KUDUS - Bupati Kudus Sam'ani Intakoris meninjau pelaksanaan warung sedekah di Jalan Ahmad Yani, Kudus, Kamis (18/6) sore.
Adanya warung sedekah tersebut membantu masyarakat Kudus yang mengalami keterbatasan ekonomi.
Warung sedekah tersebut sudah berjalan hampir 11 tahun. Keberadaan warung sedekah itu konsisten dijalankan setiap hari Senin dan Kamis.
Masyarakat datang dan menyerbu nasi bungkus yang dibagikan Bupati Kudus Sam'ani Intakoris. Biasanya pembagian nasi bungkus tersebut dilaksanakan hingga magrib.
Baca Juga: LANGSUNG KE REKENING! 7.555 Guru Swasta di Kudus Terima Tunjangan Rp 1 Juta, Cair Per Bulan
Bupati Kudus, Sam'ani Intakoris menyampaikan, warung sedekah berjalan begitu konsisten.
Dalam penyediaan nasi bungkus ini bersumber dari berbagai donatur dan disalurkan kembali kepada masyarakat yang membutuhkan.
”Sumber pendanaannya dari berbagai komunitas, donatur dan dikembalikan lagi untuk masyarakat,” katanya.
Sementara untuk menu yang disediakan berupa nasi, telur, sayur lodeh, tempe, gorengan, dan air mineral. Pada momen tersebut, sebanyak 400 porsi nasi bungkus dibagikan kepada masyarakat.

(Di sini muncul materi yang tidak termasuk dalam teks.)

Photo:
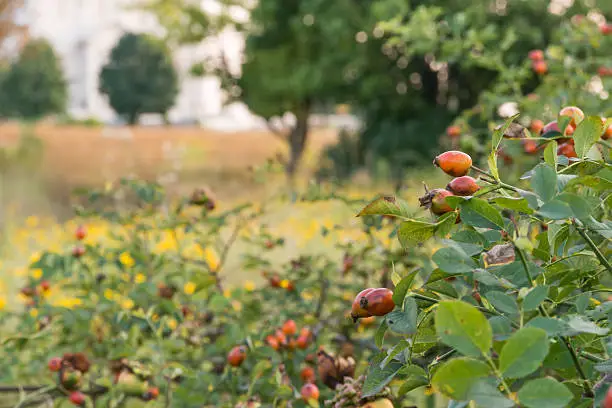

Sam’ani berharap, keberadaan warung sedekah ini bisa konsisten. Sekaligus membantu masyarakat yang membutuhkan di tengah ekonomi saat ini.
”Walaupun hanya sedikit semoga bisa bermanfaat, saya mengajak masyarakat juga turut berdonasi untuk membantu sesama,” katanya.
Salah satu warga asal Desa Hadipolo, Malik. 54 sudah sering mampir ke warung sedekah. Dia sudah hafal betul jadwal pendistribusian nasi bungkus tersebut.
Pria yang berprofesi sebagai tukang becak ini mengaku, keberadaan warung sedekah cukup membantu. Apalagi di tengah ketidak pastian ekonomi saat ini.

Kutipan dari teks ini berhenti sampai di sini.